I'll admit that I've been feeling some anxiety, and apart from midnight walks to the grocery store and the occasional spot of cooking, have struggled to be particularly useful or productive. I'm obviously worried about my parents and some of my friends, especially my colleague in lockdown in Italy, but I also have some very bad childhood experiences related to calling in sick, and having to cancel lectures brought them back very strongly. Even now with my employers shut down and my courses cancelled, I feel like I should be working and everyone is angry at me for skipping out. I know it's stupid, but there you are. I've already rescheduled some lectures for August, but we'll see.
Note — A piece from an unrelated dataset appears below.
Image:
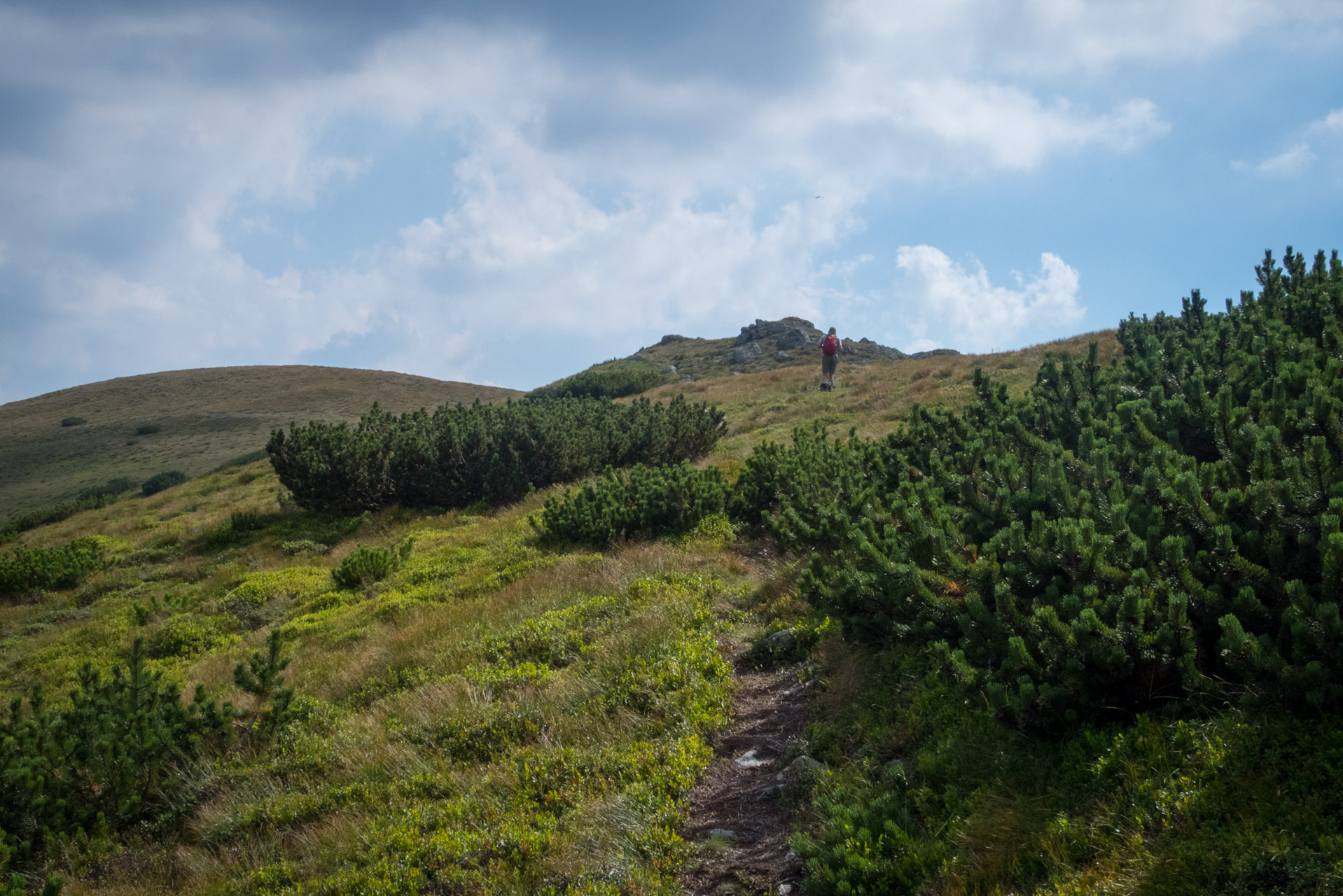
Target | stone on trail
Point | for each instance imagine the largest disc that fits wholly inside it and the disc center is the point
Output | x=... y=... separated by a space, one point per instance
x=750 y=761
I think we're in this for the long haul, and I wouldn't be surprised to see some movement and socializing restrictions in place well past summer.
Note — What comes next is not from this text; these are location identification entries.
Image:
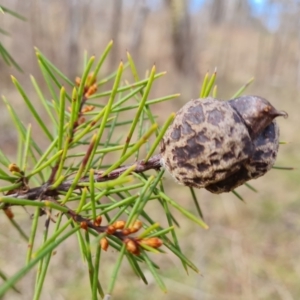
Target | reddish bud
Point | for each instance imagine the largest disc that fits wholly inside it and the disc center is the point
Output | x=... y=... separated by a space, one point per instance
x=119 y=224
x=104 y=244
x=84 y=225
x=98 y=221
x=153 y=242
x=132 y=246
x=110 y=229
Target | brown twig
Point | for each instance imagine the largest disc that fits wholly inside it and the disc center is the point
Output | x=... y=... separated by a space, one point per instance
x=46 y=191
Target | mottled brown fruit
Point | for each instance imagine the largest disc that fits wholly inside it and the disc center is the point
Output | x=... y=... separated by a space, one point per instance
x=220 y=145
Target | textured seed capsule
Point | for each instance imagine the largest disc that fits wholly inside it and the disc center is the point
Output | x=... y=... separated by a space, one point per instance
x=219 y=145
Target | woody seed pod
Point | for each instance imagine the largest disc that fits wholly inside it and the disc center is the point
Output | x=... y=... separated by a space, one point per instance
x=219 y=145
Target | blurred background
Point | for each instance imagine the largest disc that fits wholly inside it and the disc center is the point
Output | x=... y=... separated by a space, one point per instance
x=251 y=250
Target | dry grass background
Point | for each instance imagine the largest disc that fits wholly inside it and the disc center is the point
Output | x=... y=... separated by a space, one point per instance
x=251 y=250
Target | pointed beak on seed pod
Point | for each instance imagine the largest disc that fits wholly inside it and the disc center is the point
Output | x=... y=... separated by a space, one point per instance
x=256 y=112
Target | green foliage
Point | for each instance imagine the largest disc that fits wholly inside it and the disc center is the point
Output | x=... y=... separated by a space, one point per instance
x=98 y=123
x=92 y=134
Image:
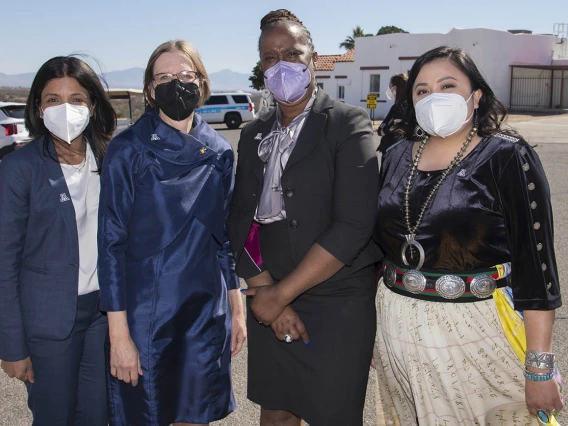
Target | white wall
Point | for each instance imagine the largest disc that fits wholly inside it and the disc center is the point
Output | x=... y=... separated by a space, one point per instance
x=492 y=51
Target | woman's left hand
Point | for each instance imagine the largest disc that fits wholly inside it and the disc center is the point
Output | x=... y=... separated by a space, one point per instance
x=267 y=303
x=543 y=396
x=239 y=333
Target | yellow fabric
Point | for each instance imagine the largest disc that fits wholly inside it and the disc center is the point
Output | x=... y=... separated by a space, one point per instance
x=514 y=328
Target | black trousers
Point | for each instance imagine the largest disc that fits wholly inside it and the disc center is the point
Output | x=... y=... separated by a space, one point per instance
x=69 y=387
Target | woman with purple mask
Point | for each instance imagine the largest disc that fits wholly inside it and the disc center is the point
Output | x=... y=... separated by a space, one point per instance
x=301 y=218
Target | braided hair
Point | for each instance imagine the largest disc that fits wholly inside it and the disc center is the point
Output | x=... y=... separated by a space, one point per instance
x=284 y=17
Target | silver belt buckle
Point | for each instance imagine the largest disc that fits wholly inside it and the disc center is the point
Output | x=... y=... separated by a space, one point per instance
x=450 y=286
x=390 y=275
x=414 y=281
x=482 y=286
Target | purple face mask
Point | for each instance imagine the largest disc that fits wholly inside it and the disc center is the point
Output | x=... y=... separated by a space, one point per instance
x=288 y=81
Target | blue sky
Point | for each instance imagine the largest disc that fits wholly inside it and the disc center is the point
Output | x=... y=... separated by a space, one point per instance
x=122 y=34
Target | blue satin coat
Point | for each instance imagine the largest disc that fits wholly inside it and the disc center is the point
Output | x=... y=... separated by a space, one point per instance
x=164 y=257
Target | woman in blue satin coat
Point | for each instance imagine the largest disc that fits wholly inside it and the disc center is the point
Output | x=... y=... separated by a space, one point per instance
x=165 y=267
But at least for now we've been reasonably healthy, and I'm getting some painting done. Some parts of my previous life, which has always mostly felt wasted, turn out to have been surprisingly good preparation for a pandemic. Keeping very late hours and walking around deserted suburbs at night? Now useful experience for midnight grocery runs. Mentally habituating myself to extreme feelings of loneliness? Incomparably useful, and also now there are no social events to feel left out of. I'd also like to extend a special thank you to past me for buying boxes and boxes of miniatures without the least inkling of when I'd ever have the time to build them, let alone paint them. Well, that time is now.
Anyway I expect I'll be doing several more of these. I hope anyone who reads this is well and stays that way. Happy quarantine, everyone!